To explore this paradox, the Rocha et al (17) gave male Wistar rats 1% sodium chloride for drinking alone as controls and to the others also administered the nitric oxide synthase inhibitor N^ω-nitro-L-arginine methyl ester (L-NAME) for 2 weeks with AngII the last 3 days to induce hypertension. These rats were divided into 4 treatment groups: L-NAME + AngII alone, L-NAME + AngII + eplerenone, L-NAME + AngII + adrenalectomy, and L-NAME + AngII + adrenalectomy + aldosterone. BP rose in all groups compared with saline-only controls. Renin was suppressed in all the L-NAME + AngII groups except those animals who also underwent adrenalectomy without aldosterone replacement. Despite similar BPs as the other 2 groups, rats treated with either adrenalectomy or mineralocorticoid receptor blockade using eplerenone showed reduced cardiac hypertrophy normalized to body weight and greatly reduced areas of myocardial necrosis. In the kidney, the L-NAME + AngII treatment with salt caused the development of prominent microvascular lesions, which included myointimal proliferation, thrombosis, and fibrinoid necrosis. Adrenalectomy or coadministration of eplerenone greatly ameliorated this pathology. The conclusion of these experiments is that aldosterone, or more precisely mineralocorticoid receptor agonists, act directly on the vasculature in states of sodium-dependent hypertension to cause inflammation and fibrosis. I should be cautious here, as a many studies suggest that cortisol and corticosterone, acting through both mineralocorticoid and glucocorticoid receptors, also contribute to cardiovascular damage in certain pathologic situations (21).

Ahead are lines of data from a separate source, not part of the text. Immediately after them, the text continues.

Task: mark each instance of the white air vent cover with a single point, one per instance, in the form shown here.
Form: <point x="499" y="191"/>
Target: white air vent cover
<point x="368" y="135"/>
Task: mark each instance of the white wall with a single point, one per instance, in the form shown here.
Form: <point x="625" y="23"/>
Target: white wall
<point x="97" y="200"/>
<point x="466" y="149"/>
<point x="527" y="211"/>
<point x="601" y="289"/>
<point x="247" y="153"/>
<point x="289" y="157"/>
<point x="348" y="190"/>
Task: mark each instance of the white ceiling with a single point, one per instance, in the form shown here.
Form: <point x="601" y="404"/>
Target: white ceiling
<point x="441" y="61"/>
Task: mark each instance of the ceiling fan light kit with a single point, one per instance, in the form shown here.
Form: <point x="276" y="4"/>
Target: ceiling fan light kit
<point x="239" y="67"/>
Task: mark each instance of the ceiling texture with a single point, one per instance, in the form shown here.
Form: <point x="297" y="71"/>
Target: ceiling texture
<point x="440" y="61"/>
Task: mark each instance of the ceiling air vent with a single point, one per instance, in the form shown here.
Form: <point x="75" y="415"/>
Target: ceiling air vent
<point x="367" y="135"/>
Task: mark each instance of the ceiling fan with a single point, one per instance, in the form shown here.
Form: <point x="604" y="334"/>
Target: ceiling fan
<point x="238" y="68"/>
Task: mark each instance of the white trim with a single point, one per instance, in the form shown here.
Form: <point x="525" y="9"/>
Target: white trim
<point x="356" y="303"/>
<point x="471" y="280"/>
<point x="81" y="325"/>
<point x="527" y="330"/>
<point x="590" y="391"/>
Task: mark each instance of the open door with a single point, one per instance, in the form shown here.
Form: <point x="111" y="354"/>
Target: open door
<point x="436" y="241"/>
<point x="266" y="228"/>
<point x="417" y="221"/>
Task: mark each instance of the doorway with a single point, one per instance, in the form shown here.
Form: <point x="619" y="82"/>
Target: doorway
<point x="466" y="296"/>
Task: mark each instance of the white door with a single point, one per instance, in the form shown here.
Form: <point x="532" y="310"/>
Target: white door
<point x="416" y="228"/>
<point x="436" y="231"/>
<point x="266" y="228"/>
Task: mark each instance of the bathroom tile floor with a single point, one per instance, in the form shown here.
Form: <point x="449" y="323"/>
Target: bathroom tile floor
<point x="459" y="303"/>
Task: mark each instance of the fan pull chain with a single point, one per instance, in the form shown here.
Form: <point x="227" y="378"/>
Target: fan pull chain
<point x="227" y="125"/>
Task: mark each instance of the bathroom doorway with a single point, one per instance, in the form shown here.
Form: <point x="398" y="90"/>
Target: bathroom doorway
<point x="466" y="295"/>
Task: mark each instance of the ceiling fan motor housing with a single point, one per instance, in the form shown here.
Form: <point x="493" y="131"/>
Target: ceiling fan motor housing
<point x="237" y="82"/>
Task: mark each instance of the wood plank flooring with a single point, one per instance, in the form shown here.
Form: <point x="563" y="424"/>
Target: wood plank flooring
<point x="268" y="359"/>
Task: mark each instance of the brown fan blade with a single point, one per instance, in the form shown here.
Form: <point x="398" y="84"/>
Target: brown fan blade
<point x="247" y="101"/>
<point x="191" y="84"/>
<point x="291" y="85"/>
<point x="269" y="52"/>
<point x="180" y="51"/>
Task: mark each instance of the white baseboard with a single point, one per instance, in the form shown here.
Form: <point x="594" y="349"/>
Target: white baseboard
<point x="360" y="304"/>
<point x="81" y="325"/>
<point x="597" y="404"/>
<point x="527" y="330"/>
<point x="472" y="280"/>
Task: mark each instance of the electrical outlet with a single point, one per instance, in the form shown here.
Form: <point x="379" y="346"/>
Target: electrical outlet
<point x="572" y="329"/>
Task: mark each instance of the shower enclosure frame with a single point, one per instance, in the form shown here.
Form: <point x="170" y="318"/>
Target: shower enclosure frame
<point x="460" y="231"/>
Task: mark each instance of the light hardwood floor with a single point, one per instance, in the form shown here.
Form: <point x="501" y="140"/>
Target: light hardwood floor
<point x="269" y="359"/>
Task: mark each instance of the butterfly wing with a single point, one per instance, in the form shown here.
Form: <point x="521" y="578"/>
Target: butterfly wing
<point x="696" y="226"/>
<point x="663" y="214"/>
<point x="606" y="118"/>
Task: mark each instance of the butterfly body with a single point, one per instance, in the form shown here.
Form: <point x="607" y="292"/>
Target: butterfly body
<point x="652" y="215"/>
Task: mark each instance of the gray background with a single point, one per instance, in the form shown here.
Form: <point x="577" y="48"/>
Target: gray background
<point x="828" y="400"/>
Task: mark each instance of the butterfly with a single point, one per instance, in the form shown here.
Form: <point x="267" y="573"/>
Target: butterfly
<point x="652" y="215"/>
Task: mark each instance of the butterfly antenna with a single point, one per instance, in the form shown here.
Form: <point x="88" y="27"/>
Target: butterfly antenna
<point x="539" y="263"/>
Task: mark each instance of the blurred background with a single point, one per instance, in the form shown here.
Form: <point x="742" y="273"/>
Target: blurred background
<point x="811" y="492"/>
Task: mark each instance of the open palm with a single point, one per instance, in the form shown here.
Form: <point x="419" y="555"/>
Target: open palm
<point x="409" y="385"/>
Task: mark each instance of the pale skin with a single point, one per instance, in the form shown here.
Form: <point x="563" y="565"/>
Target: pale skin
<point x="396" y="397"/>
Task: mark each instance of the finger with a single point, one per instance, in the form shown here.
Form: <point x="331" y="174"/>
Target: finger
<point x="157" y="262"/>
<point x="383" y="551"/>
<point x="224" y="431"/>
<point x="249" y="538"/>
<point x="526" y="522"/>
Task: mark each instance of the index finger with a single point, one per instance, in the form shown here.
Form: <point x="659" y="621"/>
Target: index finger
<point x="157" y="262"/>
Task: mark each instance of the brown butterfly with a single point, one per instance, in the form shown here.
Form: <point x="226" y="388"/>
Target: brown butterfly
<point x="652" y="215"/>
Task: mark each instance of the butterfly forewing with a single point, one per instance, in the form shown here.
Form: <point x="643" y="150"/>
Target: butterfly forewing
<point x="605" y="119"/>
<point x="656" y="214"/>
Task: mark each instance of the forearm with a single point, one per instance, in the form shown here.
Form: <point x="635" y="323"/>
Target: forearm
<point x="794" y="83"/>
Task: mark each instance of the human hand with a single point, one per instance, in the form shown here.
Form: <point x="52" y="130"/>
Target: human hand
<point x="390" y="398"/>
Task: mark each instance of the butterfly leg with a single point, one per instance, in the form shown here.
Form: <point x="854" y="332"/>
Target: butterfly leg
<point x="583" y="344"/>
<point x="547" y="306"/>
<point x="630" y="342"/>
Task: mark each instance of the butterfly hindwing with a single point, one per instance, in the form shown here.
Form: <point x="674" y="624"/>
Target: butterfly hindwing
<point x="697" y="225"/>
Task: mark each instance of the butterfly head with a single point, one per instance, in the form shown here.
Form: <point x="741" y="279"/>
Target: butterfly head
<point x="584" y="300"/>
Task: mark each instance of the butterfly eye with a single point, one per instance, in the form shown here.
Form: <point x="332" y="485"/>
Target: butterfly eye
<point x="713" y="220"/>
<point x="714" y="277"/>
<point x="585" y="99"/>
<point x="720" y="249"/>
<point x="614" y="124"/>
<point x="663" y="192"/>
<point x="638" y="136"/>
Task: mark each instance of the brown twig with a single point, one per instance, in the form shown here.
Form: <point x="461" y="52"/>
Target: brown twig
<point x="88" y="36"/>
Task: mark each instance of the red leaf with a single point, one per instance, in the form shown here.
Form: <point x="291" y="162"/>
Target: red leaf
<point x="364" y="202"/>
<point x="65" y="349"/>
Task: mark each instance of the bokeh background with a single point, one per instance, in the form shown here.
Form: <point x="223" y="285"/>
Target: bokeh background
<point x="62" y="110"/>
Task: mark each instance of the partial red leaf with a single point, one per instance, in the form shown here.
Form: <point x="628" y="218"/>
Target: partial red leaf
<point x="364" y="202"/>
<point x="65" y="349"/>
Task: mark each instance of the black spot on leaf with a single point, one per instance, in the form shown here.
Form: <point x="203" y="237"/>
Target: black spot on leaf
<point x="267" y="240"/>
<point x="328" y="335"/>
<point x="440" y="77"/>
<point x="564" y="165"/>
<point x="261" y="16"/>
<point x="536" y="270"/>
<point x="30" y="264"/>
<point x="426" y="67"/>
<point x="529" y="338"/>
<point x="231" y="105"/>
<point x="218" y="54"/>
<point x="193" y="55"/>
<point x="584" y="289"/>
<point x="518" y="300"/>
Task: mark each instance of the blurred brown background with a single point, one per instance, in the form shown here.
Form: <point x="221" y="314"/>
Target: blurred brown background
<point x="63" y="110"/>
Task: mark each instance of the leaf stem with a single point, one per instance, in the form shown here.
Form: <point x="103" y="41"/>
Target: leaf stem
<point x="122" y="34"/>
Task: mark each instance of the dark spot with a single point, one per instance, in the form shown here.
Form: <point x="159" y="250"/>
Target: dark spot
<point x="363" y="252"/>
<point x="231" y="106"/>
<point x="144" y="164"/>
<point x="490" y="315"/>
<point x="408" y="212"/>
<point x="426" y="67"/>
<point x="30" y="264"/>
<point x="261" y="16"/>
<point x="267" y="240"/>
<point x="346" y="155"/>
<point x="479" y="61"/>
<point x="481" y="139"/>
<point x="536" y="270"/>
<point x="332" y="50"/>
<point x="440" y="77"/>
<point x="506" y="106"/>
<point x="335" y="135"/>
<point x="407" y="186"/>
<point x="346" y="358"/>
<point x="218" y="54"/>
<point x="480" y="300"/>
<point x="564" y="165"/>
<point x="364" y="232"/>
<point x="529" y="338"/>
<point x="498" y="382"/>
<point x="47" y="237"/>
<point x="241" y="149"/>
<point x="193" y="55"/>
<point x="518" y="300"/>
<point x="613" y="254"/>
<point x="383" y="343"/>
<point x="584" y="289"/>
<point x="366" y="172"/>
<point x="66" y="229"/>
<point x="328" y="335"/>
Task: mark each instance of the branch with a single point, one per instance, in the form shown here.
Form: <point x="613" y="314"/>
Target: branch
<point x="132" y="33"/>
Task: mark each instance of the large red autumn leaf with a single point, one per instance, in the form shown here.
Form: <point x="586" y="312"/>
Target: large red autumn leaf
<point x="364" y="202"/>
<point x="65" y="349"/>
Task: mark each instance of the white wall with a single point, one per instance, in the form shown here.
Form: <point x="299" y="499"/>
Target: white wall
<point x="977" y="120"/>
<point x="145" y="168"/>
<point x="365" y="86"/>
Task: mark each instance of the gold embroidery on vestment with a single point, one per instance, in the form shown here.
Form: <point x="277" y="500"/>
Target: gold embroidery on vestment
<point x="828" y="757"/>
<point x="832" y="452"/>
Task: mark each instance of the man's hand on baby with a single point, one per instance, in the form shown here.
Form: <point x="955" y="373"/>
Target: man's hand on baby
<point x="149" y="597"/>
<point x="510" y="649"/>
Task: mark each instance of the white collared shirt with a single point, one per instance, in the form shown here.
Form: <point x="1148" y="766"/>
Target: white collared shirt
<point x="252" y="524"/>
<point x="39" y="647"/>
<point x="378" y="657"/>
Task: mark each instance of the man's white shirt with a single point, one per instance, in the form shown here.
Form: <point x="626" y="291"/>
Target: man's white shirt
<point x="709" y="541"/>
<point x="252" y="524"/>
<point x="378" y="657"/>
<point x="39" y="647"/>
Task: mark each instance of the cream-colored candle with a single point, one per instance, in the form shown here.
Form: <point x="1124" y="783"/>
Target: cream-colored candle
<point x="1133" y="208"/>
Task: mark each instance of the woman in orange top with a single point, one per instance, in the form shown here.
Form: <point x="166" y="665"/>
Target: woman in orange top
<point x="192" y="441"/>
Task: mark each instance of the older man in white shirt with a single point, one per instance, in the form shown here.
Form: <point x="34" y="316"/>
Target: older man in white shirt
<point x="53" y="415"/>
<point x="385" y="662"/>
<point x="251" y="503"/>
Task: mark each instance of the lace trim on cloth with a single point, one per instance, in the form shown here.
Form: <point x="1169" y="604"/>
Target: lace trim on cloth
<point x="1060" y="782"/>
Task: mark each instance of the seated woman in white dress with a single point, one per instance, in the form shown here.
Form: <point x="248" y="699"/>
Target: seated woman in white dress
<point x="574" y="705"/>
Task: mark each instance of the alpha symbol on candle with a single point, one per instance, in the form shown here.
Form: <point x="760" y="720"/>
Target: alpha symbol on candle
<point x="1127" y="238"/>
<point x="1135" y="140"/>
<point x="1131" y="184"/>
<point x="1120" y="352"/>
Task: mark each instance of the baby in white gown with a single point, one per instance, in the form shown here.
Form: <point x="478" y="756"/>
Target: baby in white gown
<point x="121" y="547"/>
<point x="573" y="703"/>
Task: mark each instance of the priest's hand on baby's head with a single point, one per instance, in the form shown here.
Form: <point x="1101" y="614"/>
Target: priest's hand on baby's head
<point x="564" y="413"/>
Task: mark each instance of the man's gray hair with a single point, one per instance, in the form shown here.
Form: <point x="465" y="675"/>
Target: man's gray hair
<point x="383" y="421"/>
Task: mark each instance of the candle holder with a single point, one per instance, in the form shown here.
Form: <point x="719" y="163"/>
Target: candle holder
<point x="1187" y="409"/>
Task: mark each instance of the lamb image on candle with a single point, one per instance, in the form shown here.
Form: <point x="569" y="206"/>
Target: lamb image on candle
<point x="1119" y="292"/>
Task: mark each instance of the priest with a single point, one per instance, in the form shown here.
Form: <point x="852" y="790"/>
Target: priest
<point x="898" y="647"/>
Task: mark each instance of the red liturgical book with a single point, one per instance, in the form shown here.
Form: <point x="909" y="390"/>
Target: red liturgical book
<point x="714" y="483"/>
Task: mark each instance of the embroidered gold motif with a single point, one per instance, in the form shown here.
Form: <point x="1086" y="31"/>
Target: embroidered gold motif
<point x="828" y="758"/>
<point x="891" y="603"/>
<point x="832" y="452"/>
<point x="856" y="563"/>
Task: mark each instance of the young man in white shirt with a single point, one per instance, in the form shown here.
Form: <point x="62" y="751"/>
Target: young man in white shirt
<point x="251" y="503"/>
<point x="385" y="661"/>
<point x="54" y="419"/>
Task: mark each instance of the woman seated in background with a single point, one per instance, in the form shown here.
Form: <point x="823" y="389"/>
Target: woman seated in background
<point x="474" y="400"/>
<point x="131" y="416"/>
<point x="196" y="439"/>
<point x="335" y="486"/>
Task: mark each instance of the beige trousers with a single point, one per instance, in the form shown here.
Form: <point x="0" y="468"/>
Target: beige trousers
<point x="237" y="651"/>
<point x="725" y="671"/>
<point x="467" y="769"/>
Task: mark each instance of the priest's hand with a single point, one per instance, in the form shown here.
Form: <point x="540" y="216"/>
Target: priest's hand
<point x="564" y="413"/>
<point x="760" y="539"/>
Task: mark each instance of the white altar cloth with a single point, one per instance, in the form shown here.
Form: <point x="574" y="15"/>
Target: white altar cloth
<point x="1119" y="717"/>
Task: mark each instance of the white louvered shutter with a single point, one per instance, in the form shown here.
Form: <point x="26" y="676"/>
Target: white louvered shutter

Today, we recognize the profound implications of direct aldosterone action on the vasculature in the heart and kidney. Patients with primary aldosteronism have disproportionate cardiac fibrosis (22, 23), nephropathy (24), and markedly elevated risk of atrial fibrillation (25, 26) for the degree of hypertension. Fortunately, this damage is substantially reversed with surgical cure or with mineralocorticoid receptor antagonist therapy (27–29). Large clinical trials, including RALES (30) and EPHASUS (31), have confirmed the benefit of mineralocorticoid receptor antagonists in the treatment of heart failure, and these drugs are now standard of care. Indeed, even populations such as hemodialysis patients who are presumably less likely to benefit from spironolactone show reduced cardiovascular events and improved survival with treatment (32). Electrocortin might have been a clever name for the “polar substance” known to alter electrolyte balance, but aldosterone has proven to be so much more.